The ongoing downturn in cryptocurrency markets is giving global regulators “more time” to identify the weaknesses and work that needs to be done, says Jerome Powell, Chair of the U.S. Federal Reserve.
“Crypto winter did not have a significant effect on the broader banking system and financial stability,” Powell said while addressing global financial leaders and crypto regulation experts in a conference focused on central banks and digital currencies held in Paris.
The overlap between traditional finance and banking systems and decentralized finance (DeFi) is limited, which Powell argued is good news for regulators.
“This demonstrates the weaknesses and work that needs to be done,” Powell said, referring to the “significant” structural and transparency issues in DeFi. “Crypto winter gives us a little bit of time. That situation will not persist indefinitely.”
There are several pressure points that need more work, according to Powell, regarding novelties like the need to regulate unhosted wallets or algorithms.
As DeFi attracts more retail investors, Powell reiterated the need for “appropriate” regulation to be put in place.

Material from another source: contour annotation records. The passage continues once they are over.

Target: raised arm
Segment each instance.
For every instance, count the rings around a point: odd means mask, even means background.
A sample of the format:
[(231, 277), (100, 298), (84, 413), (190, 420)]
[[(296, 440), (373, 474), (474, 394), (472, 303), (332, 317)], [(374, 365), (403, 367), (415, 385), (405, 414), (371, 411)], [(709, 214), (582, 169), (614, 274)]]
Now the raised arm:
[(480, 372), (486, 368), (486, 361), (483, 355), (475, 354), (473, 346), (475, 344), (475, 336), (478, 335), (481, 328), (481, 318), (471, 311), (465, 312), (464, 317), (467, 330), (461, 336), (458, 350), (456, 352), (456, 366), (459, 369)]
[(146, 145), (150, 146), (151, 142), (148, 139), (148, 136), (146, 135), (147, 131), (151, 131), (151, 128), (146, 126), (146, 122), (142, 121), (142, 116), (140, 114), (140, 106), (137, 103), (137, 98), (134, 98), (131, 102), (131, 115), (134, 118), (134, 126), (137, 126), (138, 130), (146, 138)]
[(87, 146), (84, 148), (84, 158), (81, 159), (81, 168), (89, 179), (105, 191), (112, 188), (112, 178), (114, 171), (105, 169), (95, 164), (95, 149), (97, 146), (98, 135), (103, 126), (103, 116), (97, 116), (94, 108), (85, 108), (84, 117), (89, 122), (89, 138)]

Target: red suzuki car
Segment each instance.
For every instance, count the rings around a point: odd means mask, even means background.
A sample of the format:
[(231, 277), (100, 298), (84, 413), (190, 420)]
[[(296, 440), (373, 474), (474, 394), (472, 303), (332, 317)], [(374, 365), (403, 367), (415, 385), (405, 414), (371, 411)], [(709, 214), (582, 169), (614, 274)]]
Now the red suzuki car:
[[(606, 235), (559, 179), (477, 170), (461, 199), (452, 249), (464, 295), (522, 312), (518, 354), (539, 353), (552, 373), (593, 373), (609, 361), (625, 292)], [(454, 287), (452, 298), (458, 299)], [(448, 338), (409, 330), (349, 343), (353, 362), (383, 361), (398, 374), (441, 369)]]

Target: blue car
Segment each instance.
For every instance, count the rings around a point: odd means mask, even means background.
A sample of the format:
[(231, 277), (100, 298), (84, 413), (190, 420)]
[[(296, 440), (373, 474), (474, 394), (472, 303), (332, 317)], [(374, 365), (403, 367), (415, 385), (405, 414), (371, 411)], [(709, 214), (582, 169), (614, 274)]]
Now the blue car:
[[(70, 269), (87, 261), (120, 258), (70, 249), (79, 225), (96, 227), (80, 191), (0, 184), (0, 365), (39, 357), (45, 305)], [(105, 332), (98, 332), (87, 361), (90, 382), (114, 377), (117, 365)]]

Powell previously called for legislation to “appropriately” regulate stablecoins. While lawmakers in the U.S. were unsuccessful in adopting legislation on stablecoins this summer, a more stringent piece of legislation has begun taking shape. The bill, however, will not include a central bank digital currency (CBDC) issuance.
During his remarks, Powell said the U.S. decided “not to proceed” with the issuance of a central bank digital currency, thereby giving policymakers a few more years to evaluate policy issues and technology issues as well as increase public confidence. Such work would involve different branches of the U.S. government as well.